Schizophrenia Treatment Globally
Treatment that is just as diverse worldwide as our understanding of the disease itself. Different medicinal regulations and different practices formed different treatments across regions. Nigeria’s residents have been more inclined to use more traditional medication to treat schizophrenia (Ayonrinde et al., 2004). Herbalists, traditional healers, and spiritual healings are all commonly sought out to treat schizophrenia (Adewuya, 2015). In contrast to Canada, Bermuda and the United States prefer antipsychotics (Crockford & Addington, 2017). A research paper notes on a study that included Nigeria that a systematic review of the effectiveness of traditional healers in treating mental disorders concluded that people with acute relapses improve. In contrast, in the care of traditional healers, improvements could not be established, however, as any different than the regular illness route (Endale, 2020). They are illustrating the effective properties herbs may have while also highlighting their ineffectiveness as a mainline treatment. Through my background on schizophrenia, one can see the advancement of antipsychotics and how it has helped people with schizophrenia the most out of all treatments. Looking into herbs for treating schizophrenia, the US National Library of Medicine National Institutes of Health has said herbs to be beneficial with regular antipsychotics, and this belief is not synonymous with this organization (Chengappa, 2018). K.N. Roy Chengappa, M.D. A professor of psychiatry remarks similar thoughts stating herbs can reduce worsening symptoms but should be taken along with antipsychotics (Chengappa, 2018).
Conclusion
This paper aimed to review the literature on the history of schizophrenia and the development of the most effective treatment.
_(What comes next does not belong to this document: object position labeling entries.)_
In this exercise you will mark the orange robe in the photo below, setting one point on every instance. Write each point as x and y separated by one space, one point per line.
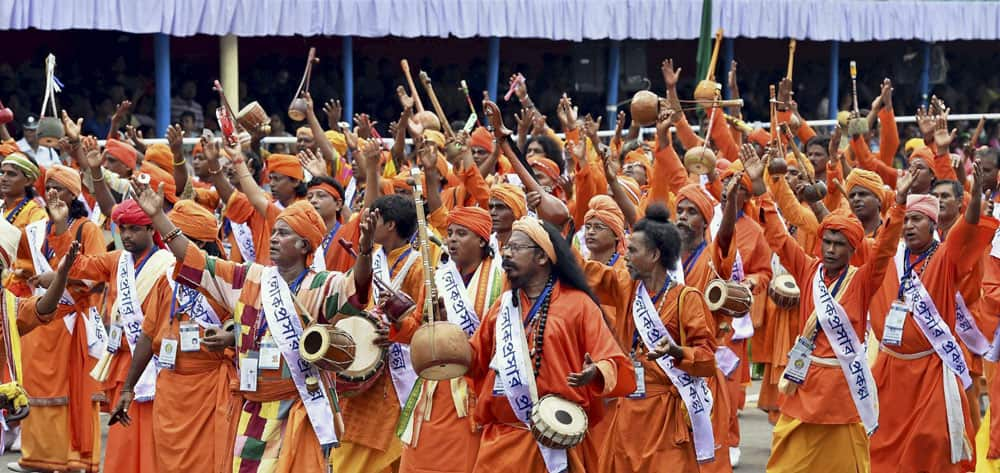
574 328
823 401
63 430
913 433
132 447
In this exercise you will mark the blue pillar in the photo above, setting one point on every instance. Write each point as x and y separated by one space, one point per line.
614 66
347 59
925 75
493 67
728 54
161 56
834 79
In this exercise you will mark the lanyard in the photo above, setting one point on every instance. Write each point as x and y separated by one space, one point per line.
538 304
904 279
689 262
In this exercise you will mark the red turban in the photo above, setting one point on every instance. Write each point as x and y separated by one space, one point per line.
512 196
604 208
843 221
482 138
122 151
925 204
286 165
67 176
129 213
693 193
160 155
305 222
477 220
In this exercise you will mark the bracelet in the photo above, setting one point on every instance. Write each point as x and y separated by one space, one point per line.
176 232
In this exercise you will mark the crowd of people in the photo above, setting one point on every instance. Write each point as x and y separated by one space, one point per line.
608 296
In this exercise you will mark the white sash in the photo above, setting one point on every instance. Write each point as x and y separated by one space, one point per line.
850 353
693 389
511 363
460 310
130 311
36 233
968 331
286 330
742 326
400 366
244 240
195 305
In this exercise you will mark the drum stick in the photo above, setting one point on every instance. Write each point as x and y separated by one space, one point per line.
791 59
425 80
413 88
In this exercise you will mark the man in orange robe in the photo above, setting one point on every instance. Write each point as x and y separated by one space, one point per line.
925 423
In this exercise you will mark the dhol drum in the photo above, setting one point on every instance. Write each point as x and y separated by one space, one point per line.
558 423
440 351
369 358
327 347
783 291
728 298
252 116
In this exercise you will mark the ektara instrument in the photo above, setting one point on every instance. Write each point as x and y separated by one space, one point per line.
783 291
557 422
728 298
327 347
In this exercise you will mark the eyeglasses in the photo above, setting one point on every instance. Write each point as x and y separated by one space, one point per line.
515 247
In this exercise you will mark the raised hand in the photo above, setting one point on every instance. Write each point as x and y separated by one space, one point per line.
670 75
312 163
585 376
72 129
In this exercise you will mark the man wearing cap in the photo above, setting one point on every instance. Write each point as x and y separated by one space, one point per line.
568 350
60 433
469 282
43 155
284 425
925 422
137 289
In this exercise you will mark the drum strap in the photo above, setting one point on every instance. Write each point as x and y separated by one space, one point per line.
693 390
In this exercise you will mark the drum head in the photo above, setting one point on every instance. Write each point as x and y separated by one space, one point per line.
367 355
562 416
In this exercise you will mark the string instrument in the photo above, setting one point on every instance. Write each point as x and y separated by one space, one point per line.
439 350
708 89
425 80
297 109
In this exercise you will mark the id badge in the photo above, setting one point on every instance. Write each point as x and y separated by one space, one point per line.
115 337
799 361
190 341
270 356
640 381
168 354
893 333
248 372
498 389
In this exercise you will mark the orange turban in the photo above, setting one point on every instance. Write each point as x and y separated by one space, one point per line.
693 193
67 176
306 223
482 138
604 208
843 221
156 176
122 151
286 165
195 221
477 220
546 166
512 196
160 155
925 204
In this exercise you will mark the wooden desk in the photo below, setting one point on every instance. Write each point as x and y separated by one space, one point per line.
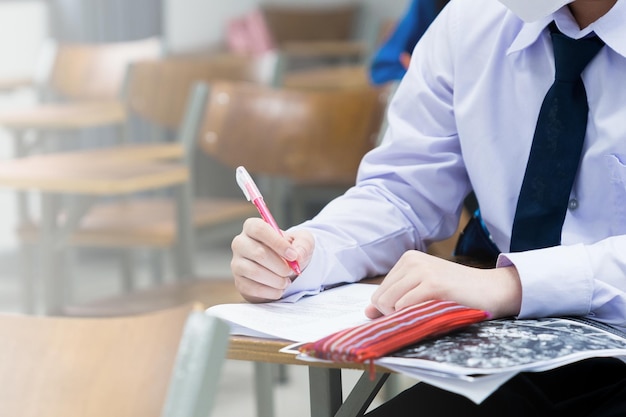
325 49
64 116
326 397
85 178
344 76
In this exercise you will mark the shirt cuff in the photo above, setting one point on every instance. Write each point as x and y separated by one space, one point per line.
556 281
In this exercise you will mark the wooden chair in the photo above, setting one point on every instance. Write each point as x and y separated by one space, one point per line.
165 363
79 87
161 93
314 139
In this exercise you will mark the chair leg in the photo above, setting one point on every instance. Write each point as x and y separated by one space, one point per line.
27 278
127 268
156 260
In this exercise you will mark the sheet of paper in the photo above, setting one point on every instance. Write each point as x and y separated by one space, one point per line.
308 319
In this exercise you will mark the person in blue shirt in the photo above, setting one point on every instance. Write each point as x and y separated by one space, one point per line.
392 58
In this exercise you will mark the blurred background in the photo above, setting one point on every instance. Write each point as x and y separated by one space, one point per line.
292 37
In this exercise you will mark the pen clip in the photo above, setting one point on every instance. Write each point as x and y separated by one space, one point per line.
247 185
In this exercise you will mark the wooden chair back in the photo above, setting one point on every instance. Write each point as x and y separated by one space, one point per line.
157 90
95 71
116 366
311 23
308 136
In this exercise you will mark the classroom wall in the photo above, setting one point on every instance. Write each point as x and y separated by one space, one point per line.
199 24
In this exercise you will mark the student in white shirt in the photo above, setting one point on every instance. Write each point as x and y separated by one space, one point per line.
463 120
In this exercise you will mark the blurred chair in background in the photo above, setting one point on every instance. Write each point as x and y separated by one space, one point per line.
162 364
314 139
319 33
79 86
159 92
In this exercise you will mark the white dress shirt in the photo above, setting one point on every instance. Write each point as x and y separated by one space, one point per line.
463 119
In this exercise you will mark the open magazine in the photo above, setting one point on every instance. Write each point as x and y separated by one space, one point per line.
472 361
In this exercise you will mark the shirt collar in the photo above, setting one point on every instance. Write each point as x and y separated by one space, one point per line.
610 28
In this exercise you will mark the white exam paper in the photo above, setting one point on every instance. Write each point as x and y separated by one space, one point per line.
309 318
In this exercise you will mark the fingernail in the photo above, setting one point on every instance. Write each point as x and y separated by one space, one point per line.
291 254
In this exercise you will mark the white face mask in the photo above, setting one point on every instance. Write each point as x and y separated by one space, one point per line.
532 10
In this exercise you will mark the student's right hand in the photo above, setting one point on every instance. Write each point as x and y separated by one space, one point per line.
258 264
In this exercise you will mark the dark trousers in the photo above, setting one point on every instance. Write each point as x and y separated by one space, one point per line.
591 388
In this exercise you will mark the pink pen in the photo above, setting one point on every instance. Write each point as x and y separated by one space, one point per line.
252 193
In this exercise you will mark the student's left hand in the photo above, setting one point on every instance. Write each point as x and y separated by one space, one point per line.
419 277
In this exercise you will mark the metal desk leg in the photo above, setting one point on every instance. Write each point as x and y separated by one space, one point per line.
185 249
325 390
264 388
53 295
362 395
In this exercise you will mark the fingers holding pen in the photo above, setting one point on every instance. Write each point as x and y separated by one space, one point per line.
258 262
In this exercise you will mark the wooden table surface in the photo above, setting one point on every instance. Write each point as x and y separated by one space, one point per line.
337 76
64 116
82 173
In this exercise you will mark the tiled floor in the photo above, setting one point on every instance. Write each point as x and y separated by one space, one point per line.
96 274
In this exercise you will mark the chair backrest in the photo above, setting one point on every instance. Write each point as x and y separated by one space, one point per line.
120 366
310 23
308 136
96 71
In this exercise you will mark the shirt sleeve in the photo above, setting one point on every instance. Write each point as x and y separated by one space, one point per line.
409 190
594 274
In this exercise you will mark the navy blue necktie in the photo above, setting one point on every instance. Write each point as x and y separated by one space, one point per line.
556 148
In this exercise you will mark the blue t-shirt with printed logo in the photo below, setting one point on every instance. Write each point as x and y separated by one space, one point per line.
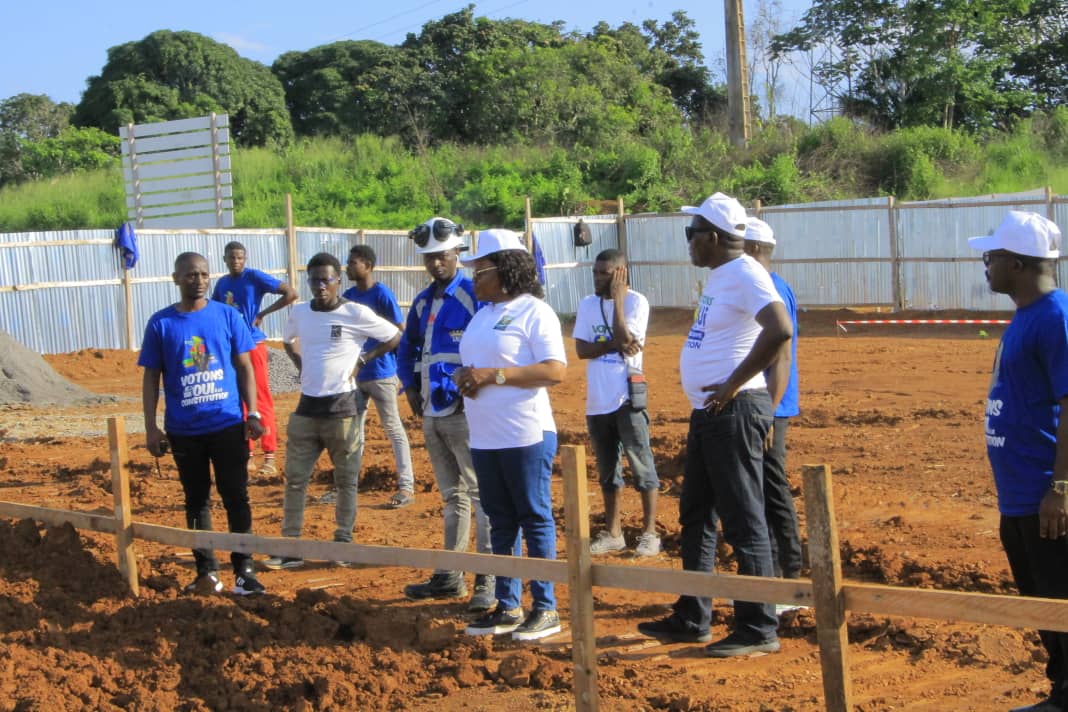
790 405
380 299
194 350
245 293
1030 378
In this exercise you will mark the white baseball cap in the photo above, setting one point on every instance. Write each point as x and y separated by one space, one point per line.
757 231
723 211
437 235
1022 233
495 240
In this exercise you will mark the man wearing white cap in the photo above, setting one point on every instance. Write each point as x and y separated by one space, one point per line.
739 330
1026 438
428 356
778 501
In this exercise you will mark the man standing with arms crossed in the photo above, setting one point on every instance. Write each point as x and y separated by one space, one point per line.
610 333
244 288
739 330
428 354
1025 428
201 350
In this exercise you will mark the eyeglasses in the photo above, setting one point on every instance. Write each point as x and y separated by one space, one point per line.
691 232
442 230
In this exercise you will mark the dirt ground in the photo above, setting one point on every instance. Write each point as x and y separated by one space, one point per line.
895 411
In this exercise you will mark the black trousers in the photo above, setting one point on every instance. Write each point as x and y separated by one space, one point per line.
1040 568
226 452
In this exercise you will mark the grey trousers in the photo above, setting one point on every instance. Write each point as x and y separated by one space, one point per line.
448 443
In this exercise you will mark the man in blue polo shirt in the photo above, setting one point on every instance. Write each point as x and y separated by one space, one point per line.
377 377
201 350
244 288
1026 438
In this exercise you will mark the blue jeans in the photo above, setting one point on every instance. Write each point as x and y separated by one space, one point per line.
724 472
514 488
625 430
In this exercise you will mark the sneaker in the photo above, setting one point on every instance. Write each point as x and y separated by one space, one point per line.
277 563
673 629
733 646
497 622
204 584
538 625
246 584
485 594
605 542
438 586
648 544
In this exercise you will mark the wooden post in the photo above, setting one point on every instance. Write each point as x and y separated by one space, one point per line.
829 599
621 230
528 228
121 492
895 269
580 578
291 239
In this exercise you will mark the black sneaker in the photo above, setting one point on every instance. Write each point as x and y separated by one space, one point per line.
673 629
438 586
538 625
734 646
277 563
205 583
246 584
497 622
485 594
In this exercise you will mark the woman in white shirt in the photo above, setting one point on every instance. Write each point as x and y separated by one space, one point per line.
512 351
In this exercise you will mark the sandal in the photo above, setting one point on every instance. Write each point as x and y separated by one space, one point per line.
402 499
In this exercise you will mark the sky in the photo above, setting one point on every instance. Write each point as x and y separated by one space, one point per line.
53 47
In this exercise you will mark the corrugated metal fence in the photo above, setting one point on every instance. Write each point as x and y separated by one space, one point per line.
67 290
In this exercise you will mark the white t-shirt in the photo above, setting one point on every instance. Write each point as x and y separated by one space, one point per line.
607 375
330 344
520 332
725 329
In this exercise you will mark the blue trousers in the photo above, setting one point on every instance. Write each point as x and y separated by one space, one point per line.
514 488
724 473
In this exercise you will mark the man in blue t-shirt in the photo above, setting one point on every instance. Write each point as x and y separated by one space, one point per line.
201 350
377 378
1026 439
244 288
779 508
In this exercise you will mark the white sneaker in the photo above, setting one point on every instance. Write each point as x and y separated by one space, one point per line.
648 544
605 542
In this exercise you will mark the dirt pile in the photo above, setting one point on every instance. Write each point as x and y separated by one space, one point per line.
27 378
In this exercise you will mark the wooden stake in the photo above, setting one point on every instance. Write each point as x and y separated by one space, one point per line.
121 491
580 578
830 601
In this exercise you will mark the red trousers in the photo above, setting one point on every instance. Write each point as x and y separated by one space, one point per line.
265 404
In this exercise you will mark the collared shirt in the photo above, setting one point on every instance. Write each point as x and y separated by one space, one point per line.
429 349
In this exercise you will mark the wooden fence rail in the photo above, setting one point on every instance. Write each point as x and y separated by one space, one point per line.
826 591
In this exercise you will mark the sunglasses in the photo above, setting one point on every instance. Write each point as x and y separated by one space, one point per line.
691 232
441 231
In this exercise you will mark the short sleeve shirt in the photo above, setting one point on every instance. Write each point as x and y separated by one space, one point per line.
194 351
725 328
519 332
1030 378
245 293
607 375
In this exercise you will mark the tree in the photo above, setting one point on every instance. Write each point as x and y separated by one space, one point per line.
178 75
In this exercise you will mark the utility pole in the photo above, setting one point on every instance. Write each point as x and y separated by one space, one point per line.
738 108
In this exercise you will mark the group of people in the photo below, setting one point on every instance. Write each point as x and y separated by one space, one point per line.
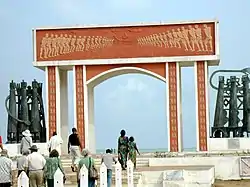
127 149
41 170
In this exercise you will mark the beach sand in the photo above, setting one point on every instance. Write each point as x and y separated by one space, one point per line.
242 183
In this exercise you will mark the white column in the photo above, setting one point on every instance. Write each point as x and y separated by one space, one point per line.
92 138
74 97
64 109
207 104
167 106
179 107
58 101
196 107
47 102
86 110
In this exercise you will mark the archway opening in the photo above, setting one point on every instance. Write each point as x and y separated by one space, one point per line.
131 101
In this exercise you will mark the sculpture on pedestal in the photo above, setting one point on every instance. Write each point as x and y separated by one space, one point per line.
232 111
25 111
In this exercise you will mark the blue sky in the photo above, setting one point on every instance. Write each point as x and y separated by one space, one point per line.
133 102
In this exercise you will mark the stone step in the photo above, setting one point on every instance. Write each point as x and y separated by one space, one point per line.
99 160
72 178
98 164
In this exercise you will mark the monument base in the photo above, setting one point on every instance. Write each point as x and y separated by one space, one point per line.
229 144
14 149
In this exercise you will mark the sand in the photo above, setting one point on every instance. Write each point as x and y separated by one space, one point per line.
242 183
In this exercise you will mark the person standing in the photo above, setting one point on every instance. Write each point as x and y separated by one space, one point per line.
26 141
123 149
55 142
21 163
108 160
35 163
133 150
5 169
1 143
52 164
74 147
89 163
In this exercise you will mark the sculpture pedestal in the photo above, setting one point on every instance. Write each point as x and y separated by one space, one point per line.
14 149
229 144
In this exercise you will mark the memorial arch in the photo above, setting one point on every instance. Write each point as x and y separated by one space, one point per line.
100 73
96 53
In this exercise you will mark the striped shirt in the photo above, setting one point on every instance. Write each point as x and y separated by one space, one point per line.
5 169
108 160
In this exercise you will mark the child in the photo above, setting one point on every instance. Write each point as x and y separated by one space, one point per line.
21 162
132 150
108 159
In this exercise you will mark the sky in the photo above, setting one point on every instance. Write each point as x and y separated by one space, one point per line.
132 102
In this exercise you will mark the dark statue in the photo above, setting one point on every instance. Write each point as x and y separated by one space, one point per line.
25 111
232 111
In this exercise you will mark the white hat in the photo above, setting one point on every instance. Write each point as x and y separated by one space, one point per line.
26 133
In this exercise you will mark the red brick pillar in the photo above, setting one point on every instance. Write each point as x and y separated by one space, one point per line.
51 91
79 102
174 106
202 118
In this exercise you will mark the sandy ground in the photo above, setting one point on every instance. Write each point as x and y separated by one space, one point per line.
242 183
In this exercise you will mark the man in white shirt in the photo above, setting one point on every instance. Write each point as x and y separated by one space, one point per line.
55 142
35 164
5 169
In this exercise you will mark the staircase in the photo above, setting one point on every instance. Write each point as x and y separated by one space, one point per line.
142 164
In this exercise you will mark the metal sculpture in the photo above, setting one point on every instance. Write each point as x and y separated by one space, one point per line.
232 111
30 112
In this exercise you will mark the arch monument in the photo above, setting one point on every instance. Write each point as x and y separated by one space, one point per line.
97 53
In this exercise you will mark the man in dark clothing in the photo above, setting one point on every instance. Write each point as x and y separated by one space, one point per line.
74 146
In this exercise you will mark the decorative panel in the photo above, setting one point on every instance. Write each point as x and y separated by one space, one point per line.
52 99
80 103
173 111
202 113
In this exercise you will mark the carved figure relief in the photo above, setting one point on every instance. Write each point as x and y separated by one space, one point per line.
190 38
53 45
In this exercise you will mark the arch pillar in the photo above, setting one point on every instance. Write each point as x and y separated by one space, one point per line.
173 105
80 103
202 108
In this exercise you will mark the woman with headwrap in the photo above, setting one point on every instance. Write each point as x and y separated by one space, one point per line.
123 149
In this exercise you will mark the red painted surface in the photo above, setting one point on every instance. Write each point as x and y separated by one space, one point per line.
201 91
126 42
52 99
80 103
173 112
94 70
Schizophrenia is classified by positive and negative symptoms and is affected by the lack of or overabundance of dopamine transmission. It took many years and will take more to discover a more effective treatment for schizophrenia. Schizophrenia is a complicated disease that has stumped a generation and left us in mystery. We entertain the fruits of life in hopes of striking a discovery and coming one step closer to curing schizophrenia. Although more definitive answers would have been preferable, we are left with a scramble of highly educated guesses in science’s beginning and forward-moving end.